Ryan Bye and his family’s experience with domestic violence.
Sometimes it feels as if every time we turn on the news or read an article, we hear about how one out of every so many people is probably experiencing something awful. Usually these things can range from rape to death by drunk driving, which are all tragically sad, but I had never really heard any statistics for what I was experiencing, so how bad could it have been?
Well, on July 3rd, 2011 around 12:57PM I became one of those statistics. I know shocking, dramatic, and cliché all in one line. Not only did I become a part of one of those statistics, my entire family did, and I am talking about all the way up to grandpa, and yet I hate saying that.
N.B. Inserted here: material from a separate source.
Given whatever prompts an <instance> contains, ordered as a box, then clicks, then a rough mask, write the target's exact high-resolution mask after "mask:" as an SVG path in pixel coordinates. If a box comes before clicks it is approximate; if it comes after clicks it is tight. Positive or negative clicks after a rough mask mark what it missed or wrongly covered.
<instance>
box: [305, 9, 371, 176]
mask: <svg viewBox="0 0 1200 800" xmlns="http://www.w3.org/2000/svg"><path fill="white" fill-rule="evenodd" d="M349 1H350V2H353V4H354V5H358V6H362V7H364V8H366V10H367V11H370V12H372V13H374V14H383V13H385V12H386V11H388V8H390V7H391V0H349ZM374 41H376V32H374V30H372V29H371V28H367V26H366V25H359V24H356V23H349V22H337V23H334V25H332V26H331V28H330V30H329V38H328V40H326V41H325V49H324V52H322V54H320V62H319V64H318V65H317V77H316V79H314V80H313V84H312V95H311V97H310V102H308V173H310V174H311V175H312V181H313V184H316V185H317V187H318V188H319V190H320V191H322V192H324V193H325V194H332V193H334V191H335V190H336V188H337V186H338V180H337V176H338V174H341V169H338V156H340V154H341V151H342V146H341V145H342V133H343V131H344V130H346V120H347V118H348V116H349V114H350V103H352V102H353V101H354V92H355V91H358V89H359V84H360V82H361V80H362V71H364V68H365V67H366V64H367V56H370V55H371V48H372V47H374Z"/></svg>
I hate saying at that moment is when we became part of the statistic because in reality we had been part of that statistic for about 10 years already.
That afternoon, my family began the grueling, terror-ridden, nerve-wracking, but rewarding and life saving journey to be free of domestic violence. Enough was enough.
Now, a year and a half after I nervously dialed 9-1-1 from 100 miles away, my family has translated our way through legal jargon, trekked over barriers together, and unfortunately had to confront cynics. It’s not all over; it may take many more months just to sort out the rest of the legal issues surrounding divorce, custody, etc. Recently, my mom and I were talking about a question we all get asked often—why did you put up with it for so long?
When I was in second or third grade my mom and dad got a divorce. We all went to marriage counseling together, but in the end they decided it was best to split. My mom had custody of my brother and I, and we had a very open visitation schedule with our dad.
Then when I was in fifth grade my mom met the man who was eventually going to become my stepfather. They dated, he moved in, they got married, and we bought a dog. Simple, right? Except they met and dated online where he could be whoever he wanted, then he moved in and we weren’t allowed to tell anyone that he had anger and identity issues that nobody had ever confronted him about.
The abuse ranged from physical altercations mostly between him and my mother to verbal and emotional abuse. He would seek retaliation on us all—he might lock us out of the house when we came home from school only to let us in right before mom got home and give us the look of I-dare-you-to-tell-her. Or he might use my bed not being made as a reason to yell at me about my pubescent hormonal ungrateful attitude.
Or he might just scream and yell for hours, but worse of all he might be silent. You never knew what was happening when he was silent. I can remember it as pure terror. The uncertainty of never knowing what would upset him, what he would complain about, or what he would do or say because of this anger.
Another question we hear often, and we all wonder the answer to, is when did this all start?
Quite frankly, I am not sure, and I don’t know—maybe it was always this way. Maybe we got conned (we so very clearly did), and therapists have told us it built up over time as a result of an abuser’s low self esteem. All of the studies and questions aside, what I do know is eventually—no always—it was enough. We put up with it for so long because we did not have the strength or courage to change it, because we had hope things would be different, and because sometimes it can just be easier to adapt.
Eventually, we found the strength together to make a change. Whether or not we had the strength to get through these next few years didn’t matter anymore. Enough was enough.
Things had started getting so bad, and we all knew it was unacceptable. It was difficult it was talking to the 9-1-1 operator choking back tears, sobs, and fear, but my mom and brother are the brave ones. I had been away at college for four years and was working 100 miles away to save up to start two years of graduate school 1,200 miles away. They had lived with his rage for that much longer than I had.
There is still a long road ahead. There have been threatening and aggressive communications from the abuser, custody exchanges, tiresome court proceedings, and even mocking laughs from police when we report stalking. Unfortunately it is true; in this case of domestic violence not everyone is on our side. My mom still pays him spousal support as he has not had a job in about ten years and there is not enough proof of domestic violence.
Yes, sometimes it feels as though the legal system is not supporting us. Yet it is better, the love and support (financially and emotionally) from friends and family make it bearable, and it is better because there is a light at the end of the tunnel.
My mom said last night, “Some people say everything happens for a reason, but what about this?“
This has made me and my whole family stronger people. I make lists and am very type A because my defense mechanism was to plan out every minute of the day to minimize my interaction with him. In relationships I get nervous when we argue because I do not want to end up like him and sometimes when I am mad I passive-aggressively write it off as nothing.
These are just two examples of how I have seen this experience manifest in my daily life. I identify it, own it, and use it to build upon my identity as a good man.
Enough has been enough. The domestic violence my family has suffered has shaped who I am; it is up to me to use it for the best. I choose to use it to be a man of compassion, nurturing, kindness, and empowerment.